Parar significa decirle a mi mente -que es la que quiere- que mi cuerpo no va al mismo ritmo, que no puedo trabajar por mucho que me apetezca o esté ilusionada, que necesito más cuidados y que si no lo hago, las consecuencias podrían ser catastróficas. Pero mi mente quiere, yo quiero, quisiera ser una de esas personas que se encuentran bien hasta el final, pero no es así, no me encuentro bien y no se puede.

En esta ocasión, estaba más metalizada que otras veces, quizá porque soy responsable de ella y él, porque tengo que estar para ambos de diferentes maneras, pero tengo que estar ahí y no quiero que mi cabezonería de creerme superwoman que puedo con todo les perjudique de ninguna manera. Son cosas mías, de mi mente, de mis comeduras de tarro porque sé que es lo correcto pero no deja de ser un trago, y mira que he pasado por esta situación muchas veces, pero no hay manera de hacerlo sin que me produzca rabia, impotencia y cierta tristeza.

Ahora lo que toca es cuidarse, descansar, esperar y rellenar el montón de tiempo que de repente tengo para no entregarme al sentimiento de culpa de no hacer nada dejando pasar los días. Tengo algunas ideas, además de lo de siempre, pero una vez más, dependo de mi estado, de si me encuentro bien o me encuentro mal, pero me encantaría aprovechar este periodo en algo que me llene y me sea útil desde la tranquilidad. No quiero tener que parar, otra vez, quiero hacerlo desde toda la paciencia y serenidad que haya dentro de mí.

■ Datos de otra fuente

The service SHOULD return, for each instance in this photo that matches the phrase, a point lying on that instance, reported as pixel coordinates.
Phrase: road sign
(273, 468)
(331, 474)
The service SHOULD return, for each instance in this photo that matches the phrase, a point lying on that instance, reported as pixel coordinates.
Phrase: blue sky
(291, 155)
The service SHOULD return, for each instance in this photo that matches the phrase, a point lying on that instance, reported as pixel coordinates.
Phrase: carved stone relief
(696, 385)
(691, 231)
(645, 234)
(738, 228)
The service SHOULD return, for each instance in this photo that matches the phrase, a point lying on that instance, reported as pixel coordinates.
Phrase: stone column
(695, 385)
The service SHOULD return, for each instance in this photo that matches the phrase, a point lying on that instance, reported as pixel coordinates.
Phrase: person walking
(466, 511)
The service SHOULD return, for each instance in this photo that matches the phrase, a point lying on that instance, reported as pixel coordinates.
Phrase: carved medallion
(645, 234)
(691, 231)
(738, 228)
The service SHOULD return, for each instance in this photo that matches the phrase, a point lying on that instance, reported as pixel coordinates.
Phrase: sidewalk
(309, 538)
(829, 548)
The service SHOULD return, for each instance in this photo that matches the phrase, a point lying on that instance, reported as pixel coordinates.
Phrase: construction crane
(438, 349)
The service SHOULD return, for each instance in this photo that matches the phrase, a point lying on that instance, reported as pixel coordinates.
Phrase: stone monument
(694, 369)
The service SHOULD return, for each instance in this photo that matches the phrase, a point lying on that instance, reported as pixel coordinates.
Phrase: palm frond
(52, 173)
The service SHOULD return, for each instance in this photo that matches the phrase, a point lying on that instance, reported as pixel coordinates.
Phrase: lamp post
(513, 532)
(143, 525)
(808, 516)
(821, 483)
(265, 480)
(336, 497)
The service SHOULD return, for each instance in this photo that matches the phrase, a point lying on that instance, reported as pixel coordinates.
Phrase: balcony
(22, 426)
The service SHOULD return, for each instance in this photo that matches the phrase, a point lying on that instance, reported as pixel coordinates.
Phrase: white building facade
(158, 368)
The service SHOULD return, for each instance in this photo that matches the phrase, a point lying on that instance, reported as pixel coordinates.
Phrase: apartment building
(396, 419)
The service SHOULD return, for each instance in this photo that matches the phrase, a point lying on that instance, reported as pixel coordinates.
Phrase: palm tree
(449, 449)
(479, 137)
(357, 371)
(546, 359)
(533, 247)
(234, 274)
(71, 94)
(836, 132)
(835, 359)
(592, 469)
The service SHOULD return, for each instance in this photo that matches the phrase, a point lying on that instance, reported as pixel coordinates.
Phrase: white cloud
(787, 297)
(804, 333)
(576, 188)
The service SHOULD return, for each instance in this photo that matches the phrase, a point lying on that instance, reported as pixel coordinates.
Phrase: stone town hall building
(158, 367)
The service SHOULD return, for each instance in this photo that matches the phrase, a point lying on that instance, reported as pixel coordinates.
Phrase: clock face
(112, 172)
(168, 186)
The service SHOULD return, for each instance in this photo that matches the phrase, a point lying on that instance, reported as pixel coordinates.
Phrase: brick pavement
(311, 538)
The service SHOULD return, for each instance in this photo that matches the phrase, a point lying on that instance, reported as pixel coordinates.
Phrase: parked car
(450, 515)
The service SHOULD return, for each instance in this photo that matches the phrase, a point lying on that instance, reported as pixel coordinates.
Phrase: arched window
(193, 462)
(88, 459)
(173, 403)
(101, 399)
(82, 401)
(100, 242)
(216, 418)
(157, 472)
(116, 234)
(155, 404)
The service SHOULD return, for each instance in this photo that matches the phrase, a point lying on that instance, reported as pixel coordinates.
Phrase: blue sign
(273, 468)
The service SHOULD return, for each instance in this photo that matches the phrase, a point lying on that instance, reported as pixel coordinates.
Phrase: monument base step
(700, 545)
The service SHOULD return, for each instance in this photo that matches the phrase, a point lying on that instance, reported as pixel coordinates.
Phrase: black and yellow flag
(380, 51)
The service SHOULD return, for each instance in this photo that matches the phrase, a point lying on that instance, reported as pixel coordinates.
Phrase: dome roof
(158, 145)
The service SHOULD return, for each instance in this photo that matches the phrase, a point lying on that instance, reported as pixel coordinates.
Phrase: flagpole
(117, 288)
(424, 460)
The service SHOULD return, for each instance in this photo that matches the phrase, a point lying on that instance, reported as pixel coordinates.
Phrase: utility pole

2 Replies to “Parar significa aceptar que mis ganas y mi cuerpo no van al mismo ritmo”

  1. Sara says: 18/09/2017 at 15:08

    No es agradable parar para nosotr@s porque tenemos mucho que demostrar y miedo al futuro, pero sin duda es más saludable. Yo siempre he procurado sacar algo bueno adelante en todos «mis parones», sacar de lo «malo» algo bueno, y me funciona de alguna manera. Ánimo!

  2. Cristina says: 29/09/2017 at 11:28

    Hola!
    Te entiendo perfectamente porque a los 20 días de empezar el curso he visto que «hay que parar» pero evitando el sentirme culpable (es tan difícil…)
    Un saludo y mucho ánimo que ya mismo estamos en marcha; pero mientras, hay que disfrutar de cada momento de descanso, ¡nos lo merecemos!